The Optimization of the Constant Flow Parallel Micropump Using RBF Neural Network

TL;DR

This paper presents a novel control-based optimization of a constant flow parallel micropump using an RBF neural network to minimize pressure pulses, improving performance beyond traditional mechanical design methods.

Contribution

It introduces the concept of overlap time and applies an RBF neural network trained with combined learning methods for micropump optimization.

Findings

Pressure pulse optimized to 0.15-0.25 MPa

Significant improvement over traditional methods

Neural network effectively controls pump performance

Abstract

The objective of this work is to optimize the performance of a constant flow parallel mechanical displacement micropump, which has parallel pump chambers and incorporates passive check valves.

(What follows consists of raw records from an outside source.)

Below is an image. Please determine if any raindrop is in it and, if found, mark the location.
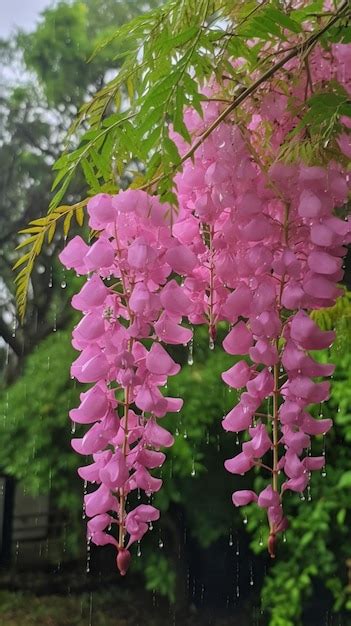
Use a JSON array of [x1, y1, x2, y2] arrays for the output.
[[235, 539, 240, 556], [85, 538, 91, 574], [250, 563, 254, 587], [89, 591, 93, 626], [5, 343, 10, 365]]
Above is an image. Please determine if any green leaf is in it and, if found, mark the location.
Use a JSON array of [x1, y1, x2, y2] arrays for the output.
[[265, 7, 302, 34]]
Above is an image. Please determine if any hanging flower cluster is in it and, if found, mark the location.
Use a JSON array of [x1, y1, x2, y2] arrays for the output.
[[172, 45, 351, 556], [60, 39, 351, 574], [60, 190, 192, 574]]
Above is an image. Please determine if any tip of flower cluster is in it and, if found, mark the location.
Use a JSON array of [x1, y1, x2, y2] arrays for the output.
[[116, 548, 131, 576], [268, 533, 277, 559]]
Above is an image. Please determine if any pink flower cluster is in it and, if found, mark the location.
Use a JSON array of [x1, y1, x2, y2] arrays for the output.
[[60, 45, 351, 573], [172, 46, 350, 556], [60, 190, 192, 574]]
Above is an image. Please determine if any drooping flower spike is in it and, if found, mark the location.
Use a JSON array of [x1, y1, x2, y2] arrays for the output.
[[60, 36, 351, 574]]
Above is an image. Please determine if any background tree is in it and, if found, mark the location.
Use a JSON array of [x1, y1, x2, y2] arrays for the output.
[[0, 0, 351, 626]]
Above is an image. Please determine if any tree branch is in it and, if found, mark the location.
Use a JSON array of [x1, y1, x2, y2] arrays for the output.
[[140, 0, 351, 189]]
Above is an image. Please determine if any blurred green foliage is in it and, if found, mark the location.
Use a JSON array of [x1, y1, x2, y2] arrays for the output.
[[0, 320, 351, 626]]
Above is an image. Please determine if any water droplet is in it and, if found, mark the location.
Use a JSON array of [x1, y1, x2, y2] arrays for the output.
[[85, 538, 91, 574], [190, 459, 196, 476], [235, 539, 240, 556]]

The critical task is to minimize the pressure pulse caused by regurgitation, which negatively impacts the constant flow rate, during the reciprocating motion when the left and right pumps interchange their role of aspiration and transfusion. Previous works attempt to solve this issue via the mechanical design of passive check valves. In this work, the novel concept of overlap time is proposed, and the issue is solved from the aspect of control theory by implementing a RBF neural network trained by both unsupervised and supervised learning. The experimental results indicate that the pressure pulse is optimized in the range of 0.15 - 0.25 MPa, which is a significant improvement compared to the maximum pump working pressure of 40 MPa.